Celebrated South African fashion designer Rich Mnisi’s first solo exhibition of collectible furniture recently closed at Southern Guild but the impression left by his striking pieces lingers on. This is the menacing Nyoka (meaning “snake”) wall-hung console, made from darkly patinated bronze. The body of a snake writhes over the top and danger lurks beneath the glittering glass bead curtain painstakingly made over two months by four artisans at beading collective Monkeybiz. Photographs by Christof van der Walt for Southern Guild
Eva Shuman’s unusual ceramic art objects can be found in acid colors, hand-squelched textures or drippy glaze. True to her signature style are these shadeless lamps, hand-built in irregular shapes with a splattered finish. Her brand, Eva Makes Ceramics, is based in Cape Town where exceptional ceramic art is being produced by a number of imaginative makers. Photography by Paige Fiddes
The Ting Ting table designed by Master Studio’s Yaniv Chen for Lemon is a slim, unassuming wooden side table designed to slot seamlessly into your lifestyle and living room. Perfect for a laptop, the point of this super smart piece is to move with you as you find the most comfortable spot to work from home (the couch) while proving practical can still be aesthetic.
Considering who’s behind this collaboration, these rugs were definitely made for stretching out on, and sinking into.
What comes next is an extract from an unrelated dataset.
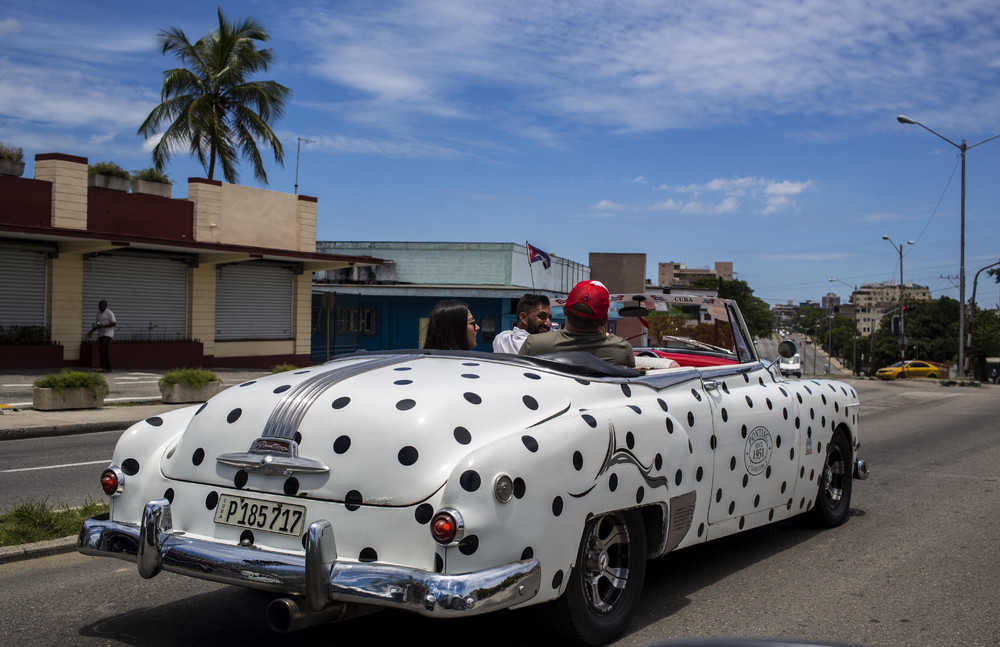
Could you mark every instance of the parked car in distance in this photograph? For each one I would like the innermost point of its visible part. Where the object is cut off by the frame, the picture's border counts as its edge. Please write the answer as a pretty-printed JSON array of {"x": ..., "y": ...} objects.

A project by Gossamer — a cannabis lifestyle brand and the magazine for people who also smoke weed — and artist Alex Proba, the plush rugs were designed in saturated color and swirling shapes. “We’ve added a smoky, psychedelic wave pattern as a subtle nod to Gossamer’s perspective and took cues from their typography, which is never just linear,” Proba says. The strokable, hand-tufted rugs were inspired by the textured covers of Gossamer’s Touch issue. Photos by Sean Davidson at the Ace Hotel, Brooklyn
New Assemblage in Melbourne was founded to promote inclusivity and diversity within the contemporary art, craft, and design scene in Australia. For Melbourne Design Week, they present Showcase, a group show at Oigall Projects from 10 – 27 March. Exhibited is multidisciplinary artist Drew Abrahamson’s intriguing Hot Cheeto Pony, a side table/pedestal/sculpture made from salvaged materials weirdly inspired by the story behind the flamin’ snack. The story goes: In the late 1980s a janitor working at the Frito-Lay Factory in California had an idea about what to do with the manufacturing waste from unflavoured Cheetos. With a touch of spice and a pinch of this and that, he conceived of the insatiable gourmet delicacy that is Flamin’ Hot Cheetos. Or so he said… Hot Cheeto Pony is the centerpiece of Abrahamson’s body of work using polystyrene offcuts collected from waste bins at his work for a creative production company. The design is reinforced with a steel frame and coated in a polyurethane membrane. It was initially butter colored, but later editions have received a spray tan to be more Cheetos-hued. Photos by Jerome Williams and Annika Kafcaloudis
Gabrielle Kruger is a South African artist who makes large-scale sculptural paintings using dried paint in completely original ways. With the leftover strips and ribbons, she started experimenting with making objects. Under the design brand Gabi (after her nickname), she released a limited run of delicate paint flowers hand-made with acrylic paint and steel wiring. With every petal essentially a brushstroke, she’s still unsure whether to call them paintings. Photos by SAD Studios
Maja Behrmann is a young German artist who creates intensely colored and oddly shaped objects and tapestries, aka “knitting pictures,” that clash with pattern and repetition. When her textiles are exhibited, seemingly unrelated pieces are hung together overlapping and creating a bigger story. She’s the kind of artist whose visual language slips right into the design world and they could chat all day.